If you're assessed during your hospital stay as no longer needing acute care after spending more than 35 days in hospital, you'll be classed as a Nursing Home Type Patient (NHTP). In this case, Doctors’ Health Fund will pay benefits that are much lower than normal hospital benefits and you'll be required to make a personal contribution towards the cost of your care.

Discharge

Getting back on track

To get you back to feeling a hundred per cent, it's possible you might need further practitioner consultations after you leave hospital. At the very least, you'll probably need to take time out to rest and recover.
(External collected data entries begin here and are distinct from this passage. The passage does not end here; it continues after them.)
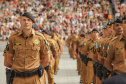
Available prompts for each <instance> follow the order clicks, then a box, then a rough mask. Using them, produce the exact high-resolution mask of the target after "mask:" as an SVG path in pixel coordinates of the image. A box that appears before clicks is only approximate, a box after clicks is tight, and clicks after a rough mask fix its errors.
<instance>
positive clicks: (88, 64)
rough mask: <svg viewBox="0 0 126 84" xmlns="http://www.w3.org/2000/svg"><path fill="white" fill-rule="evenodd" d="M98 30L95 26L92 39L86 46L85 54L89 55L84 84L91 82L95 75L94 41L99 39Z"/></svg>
mask: <svg viewBox="0 0 126 84" xmlns="http://www.w3.org/2000/svg"><path fill="white" fill-rule="evenodd" d="M98 35H99V34H98V30H97V29H96V28H94V29H93V30H92V32H91V39H89V40H88V41H87V43H86V46H85V47H84V51H83V52H84V54H85V55H86V56H87V58H86V59H87V60H86V61H85V64H86V66H87V67H86V78H85V83H84V84H91V83H92V81H93V77H94V71H93V60H92V56H93V52H92V49H93V47H94V43H95V42H96V40H98Z"/></svg>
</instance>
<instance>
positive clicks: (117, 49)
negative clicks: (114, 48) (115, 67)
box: [115, 47, 124, 61]
mask: <svg viewBox="0 0 126 84" xmlns="http://www.w3.org/2000/svg"><path fill="white" fill-rule="evenodd" d="M123 55H124V50H123V47H116V49H115V59H116V60H119V61H123V60H124V58H123Z"/></svg>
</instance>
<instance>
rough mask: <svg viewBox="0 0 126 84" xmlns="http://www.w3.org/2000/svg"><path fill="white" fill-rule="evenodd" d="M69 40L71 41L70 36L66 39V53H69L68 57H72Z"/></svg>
mask: <svg viewBox="0 0 126 84" xmlns="http://www.w3.org/2000/svg"><path fill="white" fill-rule="evenodd" d="M71 40H72V35H70V36H69V37H68V39H67V40H66V46H67V47H68V51H69V55H70V57H72V53H71V52H72V47H71Z"/></svg>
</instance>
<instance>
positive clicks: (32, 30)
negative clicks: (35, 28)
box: [18, 29, 35, 36]
mask: <svg viewBox="0 0 126 84" xmlns="http://www.w3.org/2000/svg"><path fill="white" fill-rule="evenodd" d="M22 33H23V31H22V30H21V31H19V33H18V35H22ZM31 35H33V36H34V35H35V31H34V30H33V29H32V32H31Z"/></svg>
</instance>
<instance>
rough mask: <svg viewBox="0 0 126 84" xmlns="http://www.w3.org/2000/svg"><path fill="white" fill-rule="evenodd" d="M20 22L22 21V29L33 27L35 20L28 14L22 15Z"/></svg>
mask: <svg viewBox="0 0 126 84" xmlns="http://www.w3.org/2000/svg"><path fill="white" fill-rule="evenodd" d="M20 23H21V29H22V30H29V29H32V25H33V21H32V20H31V19H29V18H27V17H26V16H22V17H21V20H20Z"/></svg>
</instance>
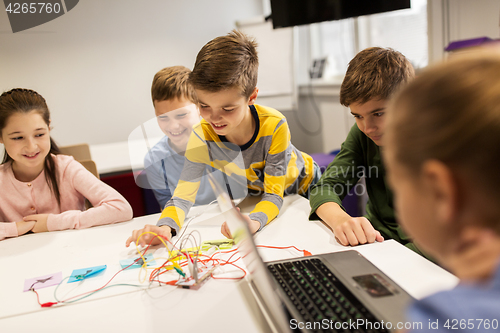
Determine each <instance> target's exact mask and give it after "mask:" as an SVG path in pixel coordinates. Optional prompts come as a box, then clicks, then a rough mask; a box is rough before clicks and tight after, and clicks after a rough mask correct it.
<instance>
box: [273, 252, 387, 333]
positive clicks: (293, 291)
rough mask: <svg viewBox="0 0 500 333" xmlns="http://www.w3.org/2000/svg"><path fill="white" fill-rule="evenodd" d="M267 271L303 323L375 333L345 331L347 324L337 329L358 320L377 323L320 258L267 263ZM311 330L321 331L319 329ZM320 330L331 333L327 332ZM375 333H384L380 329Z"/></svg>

We're here to help you get back on your feet and stay well once you've recovered.

Before leaving hospital, we recommend asking your specialist the following questions:

  • What medicines will I need during my recovery?
  • When can I resume day-to-day activities?
  • When is my next appointment?
  • What complications might arise and what should I do if this happens?
  • Will I need help at home, and how can I organise it?

If you have Extras cover, don't forget to use it if you need ongoing treatment (e.g. physiotherapy).

Depending on your circumstances, you may also be able to take advantage of the following health and wellness programs we offer:

  • If you have our Total Extras cover and live with chronic disease, you could access our Health Management Program benefit to support your return to good health.
  • If you’ve been diagnosed with knee or hip osteoarthritis, diabetes or heart disease you may be eligible for our 18 week Healthy Weight For Life programs.
  • In-home rehabilitation: We work with a number of providers around Australia to provide rehabilitation services for a wide range of conditions and procedures. You can talk to your treating doctor about whether the program might be suitable for you.